Peripherally inserted central venous catheters (PICCs) serve as an alternative to short-term central venous catheters (CVCs) for providing intravenous access in hospitalized patients. Although a number of studies suggest that PICCs are associated with a lower risk of central line-associated bloodstream infections (CLABSIs) than CVCs, recent data concerning specific patient groups support the contrary. In this regard, Pitiriga, et al. (2022) compared CVC- and PICC-related CLABSI rates developed in a selected group of critically ill inpatients and evaluating the CLABSI microbiological distribution.
The study was conducted at a tertiary care hospital in Greece between May 2017 and May 2019. The researchers performed a two-year retrospective analysis of the data collected from medical records of consecutive adult patients who underwent PICC or CVC placement.
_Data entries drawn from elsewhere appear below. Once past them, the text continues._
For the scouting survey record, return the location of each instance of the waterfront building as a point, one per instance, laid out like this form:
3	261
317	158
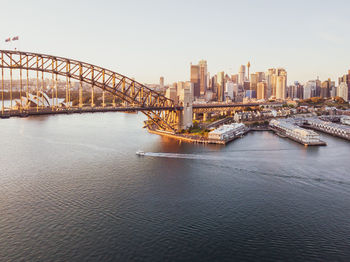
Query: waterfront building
295	132
227	132
345	120
343	91
329	127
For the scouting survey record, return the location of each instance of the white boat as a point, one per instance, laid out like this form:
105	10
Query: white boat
140	153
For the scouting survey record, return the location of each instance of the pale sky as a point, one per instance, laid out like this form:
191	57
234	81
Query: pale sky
147	39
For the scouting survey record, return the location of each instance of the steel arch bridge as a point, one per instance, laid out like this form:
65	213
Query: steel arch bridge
161	111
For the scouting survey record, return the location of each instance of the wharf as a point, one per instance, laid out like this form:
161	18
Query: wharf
326	131
193	139
71	110
284	135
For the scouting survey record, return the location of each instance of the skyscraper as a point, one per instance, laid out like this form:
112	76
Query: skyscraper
195	79
220	86
325	89
343	91
277	83
203	73
271	82
161	83
241	75
261	90
253	82
346	79
309	89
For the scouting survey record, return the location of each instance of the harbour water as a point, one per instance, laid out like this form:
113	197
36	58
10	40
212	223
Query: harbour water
73	189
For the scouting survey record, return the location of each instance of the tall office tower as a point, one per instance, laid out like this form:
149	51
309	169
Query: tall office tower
229	86
241	75
271	82
253	82
277	82
248	66
325	89
310	89
203	73
343	91
195	79
234	79
189	85
220	86
213	84
291	91
346	79
300	91
171	93
209	81
261	90
161	83
261	76
180	86
281	87
318	88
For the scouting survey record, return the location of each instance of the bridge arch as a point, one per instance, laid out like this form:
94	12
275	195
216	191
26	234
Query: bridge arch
161	111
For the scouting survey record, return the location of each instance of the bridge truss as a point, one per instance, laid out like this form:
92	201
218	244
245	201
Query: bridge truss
161	111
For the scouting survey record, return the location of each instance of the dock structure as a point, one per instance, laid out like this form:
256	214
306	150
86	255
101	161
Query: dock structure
330	128
288	129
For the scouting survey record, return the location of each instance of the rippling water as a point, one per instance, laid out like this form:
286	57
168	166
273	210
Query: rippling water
73	189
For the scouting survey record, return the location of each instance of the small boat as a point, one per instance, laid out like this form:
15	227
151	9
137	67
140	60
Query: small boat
140	153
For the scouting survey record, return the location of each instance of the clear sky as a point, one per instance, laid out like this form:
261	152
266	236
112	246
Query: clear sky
147	39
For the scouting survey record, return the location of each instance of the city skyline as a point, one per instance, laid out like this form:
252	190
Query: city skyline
169	36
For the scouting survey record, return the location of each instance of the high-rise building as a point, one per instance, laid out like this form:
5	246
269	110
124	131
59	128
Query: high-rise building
241	75
261	76
261	90
276	83
203	74
254	82
310	89
229	86
220	83
234	79
195	79
343	91
161	83
271	82
345	79
325	89
281	87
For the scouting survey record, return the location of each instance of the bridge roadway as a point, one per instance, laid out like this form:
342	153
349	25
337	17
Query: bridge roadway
77	110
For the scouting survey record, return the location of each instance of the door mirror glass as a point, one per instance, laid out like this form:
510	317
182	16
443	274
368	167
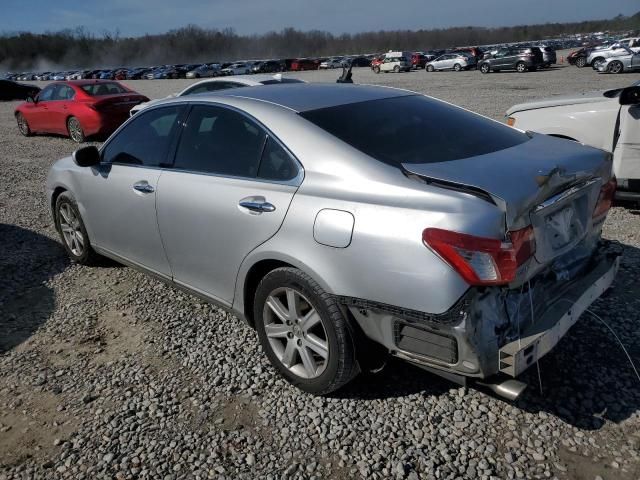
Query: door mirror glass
87	156
630	96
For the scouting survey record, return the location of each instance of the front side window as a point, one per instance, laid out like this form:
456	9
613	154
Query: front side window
428	131
46	94
220	141
145	140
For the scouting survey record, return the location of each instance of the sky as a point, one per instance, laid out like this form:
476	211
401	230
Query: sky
138	17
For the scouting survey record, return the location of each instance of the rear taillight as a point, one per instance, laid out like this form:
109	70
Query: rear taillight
605	200
480	260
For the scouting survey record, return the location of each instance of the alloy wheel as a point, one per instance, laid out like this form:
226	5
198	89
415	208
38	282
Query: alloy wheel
71	230
296	333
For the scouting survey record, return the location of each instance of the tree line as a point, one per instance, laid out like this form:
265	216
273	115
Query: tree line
81	48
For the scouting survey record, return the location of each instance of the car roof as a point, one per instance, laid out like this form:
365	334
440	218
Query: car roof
302	97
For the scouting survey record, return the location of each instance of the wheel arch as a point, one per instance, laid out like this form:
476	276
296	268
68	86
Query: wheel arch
254	270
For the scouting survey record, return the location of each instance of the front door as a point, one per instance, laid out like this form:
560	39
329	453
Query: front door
228	192
120	199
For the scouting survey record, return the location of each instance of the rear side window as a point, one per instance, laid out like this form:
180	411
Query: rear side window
276	163
145	140
414	129
220	141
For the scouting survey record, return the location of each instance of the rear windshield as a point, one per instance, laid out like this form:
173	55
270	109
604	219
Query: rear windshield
414	129
98	89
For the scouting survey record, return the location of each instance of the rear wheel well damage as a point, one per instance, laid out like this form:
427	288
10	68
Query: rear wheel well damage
256	273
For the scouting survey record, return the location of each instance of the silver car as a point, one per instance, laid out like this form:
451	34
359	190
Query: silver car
451	61
625	61
343	232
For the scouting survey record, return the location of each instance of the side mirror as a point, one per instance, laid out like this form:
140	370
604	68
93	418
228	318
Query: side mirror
88	156
630	96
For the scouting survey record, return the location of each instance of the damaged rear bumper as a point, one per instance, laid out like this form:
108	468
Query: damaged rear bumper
544	333
484	334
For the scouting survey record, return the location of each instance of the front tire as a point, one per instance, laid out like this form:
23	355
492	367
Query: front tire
303	332
72	231
23	125
74	128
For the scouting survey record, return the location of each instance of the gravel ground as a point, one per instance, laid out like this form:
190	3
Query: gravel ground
105	373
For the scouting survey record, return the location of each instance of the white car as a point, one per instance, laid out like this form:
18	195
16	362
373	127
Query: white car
333	62
609	120
237	69
213	84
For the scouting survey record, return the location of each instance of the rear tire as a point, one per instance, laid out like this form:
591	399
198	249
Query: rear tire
72	231
23	125
308	341
74	128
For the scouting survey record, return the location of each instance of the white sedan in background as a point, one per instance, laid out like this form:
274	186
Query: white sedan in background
609	120
213	84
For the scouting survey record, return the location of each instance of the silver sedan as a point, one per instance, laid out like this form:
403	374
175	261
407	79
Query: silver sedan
346	223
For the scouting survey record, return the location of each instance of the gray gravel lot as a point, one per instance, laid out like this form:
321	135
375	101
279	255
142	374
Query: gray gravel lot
105	373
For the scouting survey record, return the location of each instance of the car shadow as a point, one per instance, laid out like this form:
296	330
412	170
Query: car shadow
586	380
28	260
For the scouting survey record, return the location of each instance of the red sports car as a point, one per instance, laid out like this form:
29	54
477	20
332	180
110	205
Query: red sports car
77	109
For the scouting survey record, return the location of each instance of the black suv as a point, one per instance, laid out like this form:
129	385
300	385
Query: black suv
520	59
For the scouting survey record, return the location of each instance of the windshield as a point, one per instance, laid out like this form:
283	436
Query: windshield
414	129
99	89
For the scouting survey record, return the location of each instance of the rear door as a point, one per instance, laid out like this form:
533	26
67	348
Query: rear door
37	114
59	109
228	191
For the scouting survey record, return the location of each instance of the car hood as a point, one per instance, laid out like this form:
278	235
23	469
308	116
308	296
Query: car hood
520	177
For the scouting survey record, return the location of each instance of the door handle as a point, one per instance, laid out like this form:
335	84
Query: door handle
143	187
258	206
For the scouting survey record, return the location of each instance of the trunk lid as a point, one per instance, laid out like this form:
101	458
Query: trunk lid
548	183
118	103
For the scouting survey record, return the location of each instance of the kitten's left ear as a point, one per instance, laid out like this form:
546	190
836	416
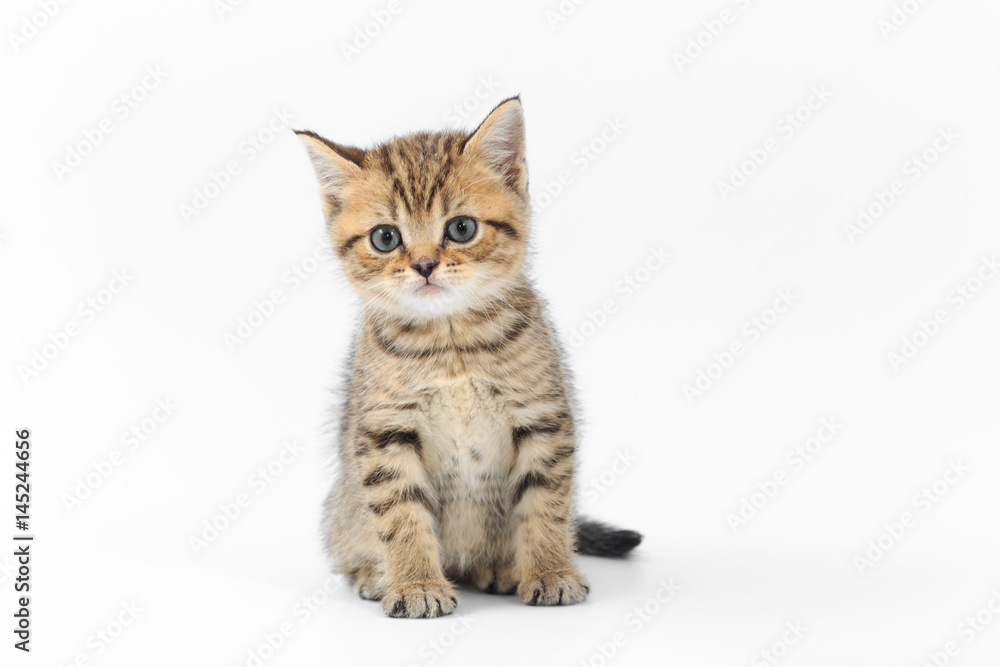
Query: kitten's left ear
335	167
499	142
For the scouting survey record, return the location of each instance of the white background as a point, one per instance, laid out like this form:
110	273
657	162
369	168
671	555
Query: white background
684	465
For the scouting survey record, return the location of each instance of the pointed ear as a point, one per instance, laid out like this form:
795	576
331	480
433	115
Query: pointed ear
499	142
335	167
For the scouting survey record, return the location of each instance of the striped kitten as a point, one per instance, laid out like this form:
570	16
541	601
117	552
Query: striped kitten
457	440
A total of 1187 CVCs placed for 9774 catheter-days and 639 PICCs placed for 11,110 catheter-days, were reported and analyzed during the study period. Among CVCs, a total of 59 (4.9%) CLABSIs were identified, while among PICCs, 18 (2.8%) cases presented CLABSI (p = 0.029). The CLABSI incidence rate per 1,000 catheter-days was 6.03 for CVC group and 1.62 for PICC group (p < 0.001). The CLABSI rate due to multidrug-resistant organisms (MDROs) among the two groups was 3.17 in CVC group and 0.36 in PICC group (p < 0.001). Within CLABSI-CVC group, the most common microorganism detected was MDR Acinetobacter baumannii (27.1%) followed by MDR Klebsiella pneumoniae (22%). In CLABSI-PICC group, the predominant microorganism was Candida spp. (33.3%) followed by non-MDR gram-negative pathogens (22.2%).
The researchers concluded that PICC lines were associated with significantly lower CLABSI rates comparing to CVC although they were in place longer than CVC lines. Given their longer time to the development of infection, PICCs may be a safer alternative for prolonged inpatient IV access. The high prevalence of CLABSI-MDROs depicts the local microbial ecology, emphasizing the need of public health awareness.
Reference: Pitiriga V, et al. Lower risk of bloodstream infections for peripherally inserted central catheters compared to central venous catheters in critically ill patients. Antimicrobial Resistance & Infection Control. Vol. 11, article number 137 (2022).